ValueJoiner producing called with nulls

Hi All,
Since some time I’m involved in development of application that incorporates Kafka Streams API, I’m facing the problem with joining two Kafka topics. The problem is illustrated in simple test that ws prepared based on our production code. It is available here: https://bitbucket.org/b_a_r_t_k/streams-join-problem/
As seen in the class JoinStreamBuilder:

val builder = StreamsBuilder()

val reducedLookupStoreName = "reduced_$lookupTableTopicName$streamId"

val streamToJoin = builder.stream(mainTopicName, Consumed.with(Serdes.String(), genericAvroSerde))
        .selectKey(MainKeySelector())

val lookupTable = builder.stream(lookupTableTopicName, Consumed.with(Serdes.String(), genericAvroSerde))
        .selectKey(LookupKeySelector())
        .groupByKey(Serialized.with(Serdes.String(), genericAvroSerde))
        .reduce({ _, new -> new },
                Materialized.`as`<String, GenericRecord, KeyValueStore<Bytes, ByteArray>>(reducedLookupStoreName).withKeySerde(Serdes.String()).withValueSerde(genericAvroSerde))

streamToJoin
        .leftJoin(lookupTable, Joiner(streamId), Joined.with(Serdes.String(), genericAvroSerde, genericAvroSerde))
        .to(targetTopicName, Produced.with(Serdes.String(), genericAvroSerde))
val topology = builder.build()

It is simple kind of lookup table to stream join. The Joiner implementation looks as follows 

class Joiner(private val streamId: Int) : ValueJoiner<GenericRecord, GenericRecord, GenericRecord> {
    override fun apply(main: GenericRecord?, lookup: GenericRecord?): GenericRecord {
        if (main == null) LOG.warn("for streamId: $streamId record from main is null")
        if (lookup == null) LOG.warn("for streamId: $streamId record from lookup is null")

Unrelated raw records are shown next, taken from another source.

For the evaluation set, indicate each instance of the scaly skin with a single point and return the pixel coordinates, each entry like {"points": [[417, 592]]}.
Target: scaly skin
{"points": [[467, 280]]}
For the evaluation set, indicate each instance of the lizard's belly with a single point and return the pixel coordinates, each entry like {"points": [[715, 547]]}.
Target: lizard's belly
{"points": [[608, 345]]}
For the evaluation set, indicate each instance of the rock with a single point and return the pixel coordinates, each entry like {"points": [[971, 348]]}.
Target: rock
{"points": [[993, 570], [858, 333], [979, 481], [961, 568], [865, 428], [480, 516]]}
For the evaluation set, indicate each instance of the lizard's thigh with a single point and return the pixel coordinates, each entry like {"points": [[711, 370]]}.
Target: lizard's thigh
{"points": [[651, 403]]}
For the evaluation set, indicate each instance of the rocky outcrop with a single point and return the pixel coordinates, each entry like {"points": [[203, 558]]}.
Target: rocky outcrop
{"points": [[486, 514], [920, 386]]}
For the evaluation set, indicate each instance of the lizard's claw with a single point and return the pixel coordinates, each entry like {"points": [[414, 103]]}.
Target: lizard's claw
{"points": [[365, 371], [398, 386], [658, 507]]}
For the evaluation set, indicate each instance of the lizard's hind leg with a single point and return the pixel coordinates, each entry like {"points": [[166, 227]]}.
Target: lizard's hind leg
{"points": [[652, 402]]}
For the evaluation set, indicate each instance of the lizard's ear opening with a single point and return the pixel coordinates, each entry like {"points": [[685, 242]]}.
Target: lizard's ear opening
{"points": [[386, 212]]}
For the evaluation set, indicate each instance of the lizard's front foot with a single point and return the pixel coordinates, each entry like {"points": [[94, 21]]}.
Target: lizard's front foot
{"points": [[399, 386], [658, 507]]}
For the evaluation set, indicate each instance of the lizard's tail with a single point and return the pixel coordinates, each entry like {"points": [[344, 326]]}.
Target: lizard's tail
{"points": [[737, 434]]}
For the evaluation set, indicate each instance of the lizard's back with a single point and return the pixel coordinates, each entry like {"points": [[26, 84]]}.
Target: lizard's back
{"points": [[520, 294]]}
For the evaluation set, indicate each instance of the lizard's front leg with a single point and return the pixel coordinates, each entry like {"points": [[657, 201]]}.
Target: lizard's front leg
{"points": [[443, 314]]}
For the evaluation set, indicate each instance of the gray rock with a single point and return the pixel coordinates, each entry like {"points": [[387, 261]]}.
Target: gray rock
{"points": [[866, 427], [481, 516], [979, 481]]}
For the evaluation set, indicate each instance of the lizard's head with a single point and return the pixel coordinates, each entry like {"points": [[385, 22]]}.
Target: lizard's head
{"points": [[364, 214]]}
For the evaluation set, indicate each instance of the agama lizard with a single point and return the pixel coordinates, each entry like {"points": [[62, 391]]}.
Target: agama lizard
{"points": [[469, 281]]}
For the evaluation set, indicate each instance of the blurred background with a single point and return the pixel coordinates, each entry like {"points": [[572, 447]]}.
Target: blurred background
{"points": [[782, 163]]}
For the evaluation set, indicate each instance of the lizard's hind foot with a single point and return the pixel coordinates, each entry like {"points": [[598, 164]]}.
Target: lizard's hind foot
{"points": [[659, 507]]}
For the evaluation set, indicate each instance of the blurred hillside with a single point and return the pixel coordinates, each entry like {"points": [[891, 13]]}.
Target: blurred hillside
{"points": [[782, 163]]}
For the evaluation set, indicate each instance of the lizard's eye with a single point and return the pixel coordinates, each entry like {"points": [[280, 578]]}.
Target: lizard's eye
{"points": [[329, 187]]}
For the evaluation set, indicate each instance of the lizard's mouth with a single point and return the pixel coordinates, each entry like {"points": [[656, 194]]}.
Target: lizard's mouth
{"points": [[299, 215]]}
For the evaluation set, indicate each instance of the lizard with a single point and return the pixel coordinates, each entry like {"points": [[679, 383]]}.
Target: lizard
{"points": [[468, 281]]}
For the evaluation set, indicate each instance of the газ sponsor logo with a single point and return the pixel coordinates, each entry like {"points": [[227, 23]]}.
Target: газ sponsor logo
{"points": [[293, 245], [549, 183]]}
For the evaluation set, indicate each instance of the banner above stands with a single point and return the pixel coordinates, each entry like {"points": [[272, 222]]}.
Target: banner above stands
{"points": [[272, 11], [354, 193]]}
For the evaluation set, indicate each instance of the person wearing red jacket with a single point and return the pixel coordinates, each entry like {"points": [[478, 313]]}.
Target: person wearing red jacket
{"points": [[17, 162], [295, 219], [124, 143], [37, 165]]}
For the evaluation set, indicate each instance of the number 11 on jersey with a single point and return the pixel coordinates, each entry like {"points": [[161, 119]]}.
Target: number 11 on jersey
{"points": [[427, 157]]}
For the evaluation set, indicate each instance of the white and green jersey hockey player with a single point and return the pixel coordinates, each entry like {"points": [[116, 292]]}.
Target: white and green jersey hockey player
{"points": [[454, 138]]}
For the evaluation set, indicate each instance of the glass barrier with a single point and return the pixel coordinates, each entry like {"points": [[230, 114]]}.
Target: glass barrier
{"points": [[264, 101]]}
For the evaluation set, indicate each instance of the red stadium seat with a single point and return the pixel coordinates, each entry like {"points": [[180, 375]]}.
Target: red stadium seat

        return GenericData.Record(MySampleData.schema)
                .apply {
                    put(MySampleData::stringField.name, main?.get(MySampleData::stringField.name))
                    put(MySampleData::booleanField.name, main?.get(MySampleData::booleanField.name))
                    put(MySampleData::intField.name, lookup?.get(MySampleData::intField.name))
                }
    }
}

The problem is that sometimes in not deterministic way Joiner’s apply() method gets null for lookup parameter, while in some cases the parameter is not null - as expected.
The repo I referred above contains a test that is supposed to use that topology. It iterates 10 times building new instance of the topology each time and then it feeds two topics with sample data (10 records for each topic) expecting 1 to 1 join will be performed for each records pair. 
As seen in log output:
2019-09-08 13:49:09,634 [main] INFO  com.example.demo.JoinStreamTest [tenantId=]  - Number of not properly joined per iteration (iteration number -> number of errors): {0=1, 1=1, 2=1, 3=1, 4=0, 5=1, 6=1, 7=1, 8=1, 9=0}. Total errors: 8 

Some of of the iteration produce no errors, while most of them does.

Any help welcome. At this point I have no clue what may clause such behaviour.
Best regards
BK